Polizeigewerkschaft: Unterstützung der Landesregierung fehlt
Polizei: Zu viel Überstunden
Durch Castor-Sicherung und WM-Einsatz schieben die Beamten der Inspektion Lüneburg 50 000 Überstunden vor sich her.
Lüneburg/Harburg. Thilo Speich (29) ist Polizist. Er war weder bei Castor-Transporten noch bei der Fußball-Weltmeisterschaft im Einsatz. 300 Überstunden hat er trotzdem. Durch ganz normalen Dienst, der Sachbearbeitung sogenannter vorrangiger Fälle bei der Polizeiinspektion Harburg. Thilo Speich sieht seinen Beruf zwar trotzdem noch "als Berufung". Aber er wartet auf die Unterstützung der Landesregierung. "Und die fehlt", sagt das Mitglied der jungen Gruppe der Polizeigewerkschaft.
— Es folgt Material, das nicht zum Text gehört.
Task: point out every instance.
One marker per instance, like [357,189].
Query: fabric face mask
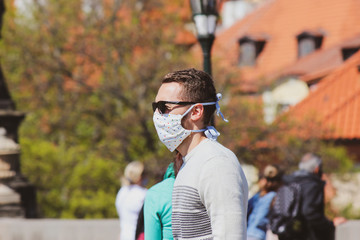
[170,131]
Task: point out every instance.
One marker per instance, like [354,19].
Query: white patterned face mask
[170,131]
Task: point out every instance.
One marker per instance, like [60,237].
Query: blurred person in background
[158,208]
[309,176]
[259,205]
[130,199]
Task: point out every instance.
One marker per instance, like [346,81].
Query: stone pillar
[10,171]
[18,196]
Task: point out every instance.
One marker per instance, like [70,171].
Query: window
[348,52]
[308,43]
[249,51]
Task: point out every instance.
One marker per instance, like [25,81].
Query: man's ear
[197,112]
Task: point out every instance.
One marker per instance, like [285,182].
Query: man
[210,191]
[312,195]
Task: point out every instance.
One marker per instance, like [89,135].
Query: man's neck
[190,143]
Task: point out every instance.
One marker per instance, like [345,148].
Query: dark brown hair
[198,86]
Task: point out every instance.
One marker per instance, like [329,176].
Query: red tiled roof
[335,102]
[280,21]
[322,62]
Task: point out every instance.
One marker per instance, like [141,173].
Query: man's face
[171,92]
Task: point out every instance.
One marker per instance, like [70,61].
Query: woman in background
[130,199]
[259,205]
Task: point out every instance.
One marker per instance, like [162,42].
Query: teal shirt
[158,208]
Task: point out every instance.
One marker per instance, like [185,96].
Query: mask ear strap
[218,112]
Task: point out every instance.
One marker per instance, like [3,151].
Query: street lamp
[205,16]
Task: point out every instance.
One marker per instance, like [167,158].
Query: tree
[86,72]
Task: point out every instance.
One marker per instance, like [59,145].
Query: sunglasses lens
[162,107]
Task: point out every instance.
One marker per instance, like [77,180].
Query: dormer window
[308,43]
[250,49]
[348,52]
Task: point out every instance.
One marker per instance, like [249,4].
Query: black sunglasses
[161,105]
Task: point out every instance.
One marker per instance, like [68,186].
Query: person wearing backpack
[312,222]
[259,204]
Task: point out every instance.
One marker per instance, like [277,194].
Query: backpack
[285,216]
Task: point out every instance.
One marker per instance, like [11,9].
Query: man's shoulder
[216,149]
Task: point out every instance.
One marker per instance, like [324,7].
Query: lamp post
[205,16]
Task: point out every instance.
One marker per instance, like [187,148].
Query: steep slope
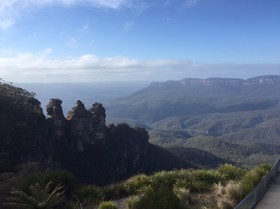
[80,143]
[198,96]
[234,119]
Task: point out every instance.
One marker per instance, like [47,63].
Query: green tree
[43,198]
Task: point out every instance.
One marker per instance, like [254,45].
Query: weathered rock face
[23,130]
[57,122]
[84,145]
[80,143]
[81,126]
Mehr als 50 000 Stunden haben die rund 500 Mitarbeiter der Polizeiinspektion Lüneburg auf dem Konto. Jährliche Castor-Transporte ins Zwischenlager Gorleben, fast jedes Wochenende ein Skinhead-Konzert, fast jeden Monat eine Demonstration der rechtsextremen NPD, kaum ein Volksfest ohne Randale und dazu noch die Fussball-WM: "Daher der riesige Überstundenberg", sagt Martin Hellweg (44), Lüneburger Bezirksvorsitzender der Gewerkschaft der Polizei.
Hinzu kommen der für nächsten Monat angekündigte Castor sowie der G-8-Gipfel 2007 in Mecklenburg-Vorpommern: "Die Überstunden können nicht abgebaut werden", sagt Hellwegs Kollege Kai Richter (33), Vorsitzender der Kreisgruppe Lüneburg. Und selbst wenn das Abbummeln doch mal geht, bleiben dafür Urlaubstage stehen. Er kennt Kollegen, speziell die der mobilen Kommandos, die haben 1000 Überstunden und 56 Urlaubstage auf Halde.
Christof Vietgen (46), Mitarbeiter der Lüneburger Wache und Stellvertreter Richters in der Gewerkschaft, kennt die Situation nur zu gut: "Während der WM hatten wir Urlaubssperre, jetzt haben wir Probleme in der Schicht, weil alle ihren Resturlaub nehmen müssen, bevor er verfällt." Neulich mussten sie einen Einbruchalarm liegen lassen, weil zu wenig Beamte da waren. Und die, die da sind, sammeln weiter Überstunden.
"Während des vorigen Castors wurde uns gesagt, diese Überstunden bekämen wir anschließend ausbezahlt", erinnert sich Vietgen. "Auf das Geld haben wir sieben Monate gewartet. Das ist ein zinsloses Darlehen an das Land."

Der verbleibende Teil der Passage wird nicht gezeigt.